What is backup, anyway?

If there’s one thing that gets an IT manager really irritated, it’s people using the terms “backup” and “archive” synonymously.

However, it is understandable. The confusion between the two most often arises because individual companies have completely different requirements for backups and archiving.

Confusingly, they also often have their own definitions of what should be stored. What one company archives may be useless for another. And to make things more confusing, there can even be overlap between the two.

The good news for your long-suffering IT manager is that the differences between backups and archives are relatively easy and quick to explain. I’ll start by covering the basics of backups…

What is a backup?

According to the Storage Networking Industry Association (SNIA), a backup is “a collection of data stored on (usually removable) non-volatile storage media for purposes of recovery in case the original copy of data is lost or becomes inaccessible; also called a backup copy. To be useful for recovery, a backup must be made by copying the source data image when it is in a consistent state.”

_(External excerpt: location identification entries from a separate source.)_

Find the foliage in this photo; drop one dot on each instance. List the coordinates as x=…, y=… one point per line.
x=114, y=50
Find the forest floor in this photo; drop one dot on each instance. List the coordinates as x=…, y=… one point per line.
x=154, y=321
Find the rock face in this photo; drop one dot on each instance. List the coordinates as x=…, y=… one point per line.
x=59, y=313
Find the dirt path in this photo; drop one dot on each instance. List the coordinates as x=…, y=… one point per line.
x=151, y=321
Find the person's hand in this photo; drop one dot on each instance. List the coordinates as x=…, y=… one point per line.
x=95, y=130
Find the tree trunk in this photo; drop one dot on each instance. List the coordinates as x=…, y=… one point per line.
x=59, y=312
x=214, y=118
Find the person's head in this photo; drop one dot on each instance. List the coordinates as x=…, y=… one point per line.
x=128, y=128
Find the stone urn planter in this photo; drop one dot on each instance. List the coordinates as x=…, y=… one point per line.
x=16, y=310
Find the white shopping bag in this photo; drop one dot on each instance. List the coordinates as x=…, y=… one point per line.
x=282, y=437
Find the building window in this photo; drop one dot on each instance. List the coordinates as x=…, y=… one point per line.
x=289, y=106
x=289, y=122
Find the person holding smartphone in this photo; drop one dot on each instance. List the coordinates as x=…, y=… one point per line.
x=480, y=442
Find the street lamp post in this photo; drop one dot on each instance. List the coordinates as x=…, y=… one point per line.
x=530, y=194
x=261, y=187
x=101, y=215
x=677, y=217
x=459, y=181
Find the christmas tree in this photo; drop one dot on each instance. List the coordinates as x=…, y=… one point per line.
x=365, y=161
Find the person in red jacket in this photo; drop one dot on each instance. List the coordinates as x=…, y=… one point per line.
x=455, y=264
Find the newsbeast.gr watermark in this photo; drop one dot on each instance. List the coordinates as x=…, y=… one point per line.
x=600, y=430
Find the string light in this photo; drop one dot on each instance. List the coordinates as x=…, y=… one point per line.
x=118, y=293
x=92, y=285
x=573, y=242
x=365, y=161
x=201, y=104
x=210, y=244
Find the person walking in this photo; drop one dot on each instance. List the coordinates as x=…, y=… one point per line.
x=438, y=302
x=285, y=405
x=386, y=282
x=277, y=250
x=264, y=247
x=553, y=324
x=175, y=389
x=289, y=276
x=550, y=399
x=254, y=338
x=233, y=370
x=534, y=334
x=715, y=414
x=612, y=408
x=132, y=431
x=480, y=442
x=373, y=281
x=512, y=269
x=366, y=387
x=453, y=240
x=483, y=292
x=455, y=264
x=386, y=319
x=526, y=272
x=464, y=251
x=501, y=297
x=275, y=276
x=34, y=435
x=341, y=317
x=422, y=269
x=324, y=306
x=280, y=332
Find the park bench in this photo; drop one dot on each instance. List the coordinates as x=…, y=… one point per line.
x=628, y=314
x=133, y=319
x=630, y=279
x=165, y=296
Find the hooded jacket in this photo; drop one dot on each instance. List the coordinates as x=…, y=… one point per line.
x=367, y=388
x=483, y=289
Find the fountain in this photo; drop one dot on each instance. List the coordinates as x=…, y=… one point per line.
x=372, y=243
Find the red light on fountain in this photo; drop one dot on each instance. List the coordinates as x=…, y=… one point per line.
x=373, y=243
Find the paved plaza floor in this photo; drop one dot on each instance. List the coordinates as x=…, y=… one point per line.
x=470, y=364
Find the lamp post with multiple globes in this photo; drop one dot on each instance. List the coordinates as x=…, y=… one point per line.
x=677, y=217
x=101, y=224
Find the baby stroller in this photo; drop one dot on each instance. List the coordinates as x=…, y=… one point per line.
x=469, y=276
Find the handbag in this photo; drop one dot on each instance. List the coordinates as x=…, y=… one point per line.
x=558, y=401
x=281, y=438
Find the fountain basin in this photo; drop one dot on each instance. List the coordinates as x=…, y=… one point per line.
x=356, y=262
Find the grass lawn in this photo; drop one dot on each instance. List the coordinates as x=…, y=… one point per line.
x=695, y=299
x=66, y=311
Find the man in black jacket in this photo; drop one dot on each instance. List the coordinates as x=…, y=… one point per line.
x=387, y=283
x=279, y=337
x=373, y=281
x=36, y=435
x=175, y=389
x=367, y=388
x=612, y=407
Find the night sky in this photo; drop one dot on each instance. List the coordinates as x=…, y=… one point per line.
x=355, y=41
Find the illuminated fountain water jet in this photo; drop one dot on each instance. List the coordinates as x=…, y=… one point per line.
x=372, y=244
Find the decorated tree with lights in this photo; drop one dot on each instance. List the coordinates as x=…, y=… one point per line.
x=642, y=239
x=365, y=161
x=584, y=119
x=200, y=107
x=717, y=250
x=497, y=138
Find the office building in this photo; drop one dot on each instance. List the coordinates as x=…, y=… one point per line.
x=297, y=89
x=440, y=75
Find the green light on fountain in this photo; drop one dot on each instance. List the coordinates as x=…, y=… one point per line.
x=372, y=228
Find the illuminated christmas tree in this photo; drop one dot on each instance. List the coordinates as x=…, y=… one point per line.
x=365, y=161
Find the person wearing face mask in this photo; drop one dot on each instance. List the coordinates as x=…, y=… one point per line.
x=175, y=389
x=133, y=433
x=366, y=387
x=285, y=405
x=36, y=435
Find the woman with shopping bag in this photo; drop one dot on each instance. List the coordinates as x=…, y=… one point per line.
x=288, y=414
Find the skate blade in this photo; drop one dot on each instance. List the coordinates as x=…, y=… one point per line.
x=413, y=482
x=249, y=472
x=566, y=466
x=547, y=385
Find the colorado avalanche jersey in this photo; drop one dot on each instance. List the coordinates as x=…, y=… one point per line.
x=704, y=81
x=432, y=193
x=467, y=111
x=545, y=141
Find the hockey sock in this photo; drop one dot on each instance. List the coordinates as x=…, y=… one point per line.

It is important to note that original data is not deleted after a backup has been created.

An example of a backup most of us encounter every day is when we copy our smartphone photos to the cloud. The originals are still available on your phone, even when you don’t have a data connection, but there’s an additional copy online. If you lose your phone, you can restore all its data from a cloud backup to a replacement device.

These backups can include not only your data, but also applications or even entire operating systems and are stored in a way that allows you to recover the data and restore it to its original state after an incident – which could include anything from a hardware defect, to a hack or even when you give your phone an unplanned bath.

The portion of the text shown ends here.